Twelve-month incidence of probable or persistent tardive dyskinesia according to Schooler and Kane criteria was 12.3% (N = 7). Subjects with tardive dyskinesia did not differ from the rest of the sample regarding gender, race, duration of untreated psychosis, or baseline clinical characteristics. Subjects with tardive dyskinesia were older compared with subjects without tardive dyskinesia (37.14 +/- 9.23 vs. 27.30 +/- 8.09 years, respectively; t = -2.77, df = 30, p = .01) and received higher mean doses of haloperidol at 12 months (2.80 +/- 1.64 vs. 1.39 +/- 0.69 mg/day, respectively; t = -3.13, df = 25, p = .004). Cox regression analysis revealed that age at inclusion (p = .031), percentage change in negative symptoms (p = .028), and dose of haloperidol at 12 months (p = .016) were significant predictors of risk for tardive dyskinesia.
Incidence of tardive dyskinesia was at least as high as in other samples treated with standard doses of conventional antipsychotics. Subjects at risk for tardive dyskinesia could not be identified on the basis of initial clinical features or acute treatment response. Risk of tardive dyskinesia was related to age, antipsychotic dose, and worsening of negative, depressive, and parkinsonian symptoms.
先前的研究表明,使用高剂量传统抗精神病药物会增加迟发性运动障碍的风险。本研究评估了接受极低剂量氟哌啶醇治疗的首发精神病患者中迟发性运动障碍的12个月发病率。
57例首发精神病且诊断为精神分裂症样障碍、精神分裂症或分裂情感性障碍的患者,按照固定方案接受平均剂量为1.68毫克/天的氟哌啶醇治疗,并进行为期12个月的前瞻性研究。每3个月对患者进行锥体外系症状和精神症状评估。数据收集时间为1999年至2001年。

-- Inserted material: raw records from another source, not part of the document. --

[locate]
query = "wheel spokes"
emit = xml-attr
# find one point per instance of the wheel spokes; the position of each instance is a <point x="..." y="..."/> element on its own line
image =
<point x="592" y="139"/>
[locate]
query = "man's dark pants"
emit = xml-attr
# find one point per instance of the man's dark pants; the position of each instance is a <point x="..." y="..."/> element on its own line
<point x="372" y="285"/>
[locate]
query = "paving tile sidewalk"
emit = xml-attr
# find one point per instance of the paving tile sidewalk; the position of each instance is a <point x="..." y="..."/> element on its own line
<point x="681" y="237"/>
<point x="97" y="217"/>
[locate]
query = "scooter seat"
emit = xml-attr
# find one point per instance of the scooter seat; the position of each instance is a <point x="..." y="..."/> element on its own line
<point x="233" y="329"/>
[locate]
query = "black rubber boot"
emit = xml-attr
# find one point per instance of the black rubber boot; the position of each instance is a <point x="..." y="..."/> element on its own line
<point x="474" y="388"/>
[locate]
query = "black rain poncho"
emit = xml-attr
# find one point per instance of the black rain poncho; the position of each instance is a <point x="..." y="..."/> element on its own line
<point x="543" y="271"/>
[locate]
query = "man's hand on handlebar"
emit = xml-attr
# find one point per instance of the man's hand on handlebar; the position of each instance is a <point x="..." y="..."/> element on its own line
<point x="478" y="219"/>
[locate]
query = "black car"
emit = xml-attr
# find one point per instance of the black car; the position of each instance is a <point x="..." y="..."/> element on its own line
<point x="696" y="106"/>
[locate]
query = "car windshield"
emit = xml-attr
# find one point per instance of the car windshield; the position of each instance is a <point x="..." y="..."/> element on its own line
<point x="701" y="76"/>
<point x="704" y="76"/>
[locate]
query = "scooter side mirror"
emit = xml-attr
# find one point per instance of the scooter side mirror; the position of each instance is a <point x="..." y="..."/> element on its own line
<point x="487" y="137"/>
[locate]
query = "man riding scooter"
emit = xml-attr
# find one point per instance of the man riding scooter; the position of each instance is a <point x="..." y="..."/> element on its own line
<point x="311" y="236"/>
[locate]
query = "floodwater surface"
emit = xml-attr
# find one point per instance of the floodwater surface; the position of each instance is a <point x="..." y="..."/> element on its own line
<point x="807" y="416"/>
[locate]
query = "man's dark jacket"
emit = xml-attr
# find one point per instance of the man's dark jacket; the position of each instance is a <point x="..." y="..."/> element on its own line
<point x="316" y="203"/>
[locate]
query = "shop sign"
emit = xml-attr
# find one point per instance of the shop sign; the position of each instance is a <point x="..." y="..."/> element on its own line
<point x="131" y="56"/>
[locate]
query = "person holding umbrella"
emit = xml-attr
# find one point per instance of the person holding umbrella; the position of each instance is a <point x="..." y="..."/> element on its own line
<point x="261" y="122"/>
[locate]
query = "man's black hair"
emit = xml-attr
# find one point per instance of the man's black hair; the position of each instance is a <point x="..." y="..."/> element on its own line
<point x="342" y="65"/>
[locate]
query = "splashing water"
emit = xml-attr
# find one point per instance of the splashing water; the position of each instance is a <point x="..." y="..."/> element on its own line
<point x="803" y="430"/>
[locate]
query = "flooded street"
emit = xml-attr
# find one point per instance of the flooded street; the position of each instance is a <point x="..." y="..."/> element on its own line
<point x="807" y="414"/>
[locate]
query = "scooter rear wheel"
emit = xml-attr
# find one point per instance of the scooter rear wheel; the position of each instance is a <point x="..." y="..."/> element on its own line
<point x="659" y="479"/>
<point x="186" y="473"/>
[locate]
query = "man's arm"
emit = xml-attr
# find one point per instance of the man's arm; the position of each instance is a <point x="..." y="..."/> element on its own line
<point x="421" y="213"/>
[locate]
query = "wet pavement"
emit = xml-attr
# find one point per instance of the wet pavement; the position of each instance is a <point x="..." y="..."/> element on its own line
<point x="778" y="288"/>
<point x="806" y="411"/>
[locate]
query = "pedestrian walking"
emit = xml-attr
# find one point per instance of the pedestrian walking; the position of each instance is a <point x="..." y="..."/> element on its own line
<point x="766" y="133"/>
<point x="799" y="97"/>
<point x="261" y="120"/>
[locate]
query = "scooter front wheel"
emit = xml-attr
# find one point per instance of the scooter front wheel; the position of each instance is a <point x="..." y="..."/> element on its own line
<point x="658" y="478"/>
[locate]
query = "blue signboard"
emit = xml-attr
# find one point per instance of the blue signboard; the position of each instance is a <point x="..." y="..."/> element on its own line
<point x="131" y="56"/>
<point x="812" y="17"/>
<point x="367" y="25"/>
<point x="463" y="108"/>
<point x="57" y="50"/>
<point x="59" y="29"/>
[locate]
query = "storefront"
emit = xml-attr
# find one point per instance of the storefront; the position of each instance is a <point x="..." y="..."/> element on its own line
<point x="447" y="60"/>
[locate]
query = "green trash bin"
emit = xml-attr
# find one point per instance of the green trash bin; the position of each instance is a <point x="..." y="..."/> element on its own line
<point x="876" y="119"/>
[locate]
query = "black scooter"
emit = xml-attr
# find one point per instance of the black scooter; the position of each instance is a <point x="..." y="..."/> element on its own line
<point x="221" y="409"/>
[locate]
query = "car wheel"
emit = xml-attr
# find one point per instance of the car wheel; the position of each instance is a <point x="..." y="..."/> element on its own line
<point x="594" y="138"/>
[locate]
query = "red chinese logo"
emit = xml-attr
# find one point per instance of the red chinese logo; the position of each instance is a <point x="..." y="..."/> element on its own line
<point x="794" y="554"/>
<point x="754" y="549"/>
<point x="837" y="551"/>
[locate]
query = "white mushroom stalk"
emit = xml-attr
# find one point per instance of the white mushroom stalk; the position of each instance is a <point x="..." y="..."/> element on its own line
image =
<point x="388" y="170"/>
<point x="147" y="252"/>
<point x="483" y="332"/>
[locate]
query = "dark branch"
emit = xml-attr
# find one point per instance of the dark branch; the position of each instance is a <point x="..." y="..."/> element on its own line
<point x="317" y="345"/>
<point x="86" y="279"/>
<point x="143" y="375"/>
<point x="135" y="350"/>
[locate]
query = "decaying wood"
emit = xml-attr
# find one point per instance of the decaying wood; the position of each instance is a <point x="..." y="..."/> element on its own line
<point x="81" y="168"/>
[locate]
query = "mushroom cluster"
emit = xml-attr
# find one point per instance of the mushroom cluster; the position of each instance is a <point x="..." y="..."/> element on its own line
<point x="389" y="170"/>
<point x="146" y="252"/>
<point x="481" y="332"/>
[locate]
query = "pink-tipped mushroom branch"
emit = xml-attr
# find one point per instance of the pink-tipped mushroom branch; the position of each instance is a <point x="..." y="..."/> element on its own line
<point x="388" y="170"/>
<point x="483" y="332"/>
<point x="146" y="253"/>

根据斯库勒和凯恩标准,可能或持续性迟发性运动障碍的12个月发病率为12.3%(n = 7)。患有迟发性运动障碍的患者在性别、种族、未治疗精神病的持续时间或基线临床特征方面与样本中的其他患者没有差异。与未患迟发性运动障碍的患者相比,患有迟发性运动障碍的患者年龄更大(分别为37.14±9.23岁和27.30±8.09岁;t = -2.77,自由度 = 30,p = 0.01),且在12个月时接受的氟哌啶醇平均剂量更高(分别为2.80±1.64毫克/天和1.39±0.69毫克/天;t = -3.13,自由度 = 25,p = 0.004)。Cox回归分析显示,纳入时的年龄(p = 0.031)、阴性症状的百分比变化(p = 0.028)以及12个月时氟哌啶醇的剂量(p = 0.016)是迟发性运动障碍风险的显著预测因素。
迟发性运动障碍的发病率至少与使用标准剂量传统抗精神病药物治疗的其他样本一样高。无法根据初始临床特征或急性治疗反应识别出有迟发性运动障碍风险的患者。迟发性运动障碍风险与年龄、抗精神病药物剂量以及阴性、抑郁和帕金森症状的恶化有关。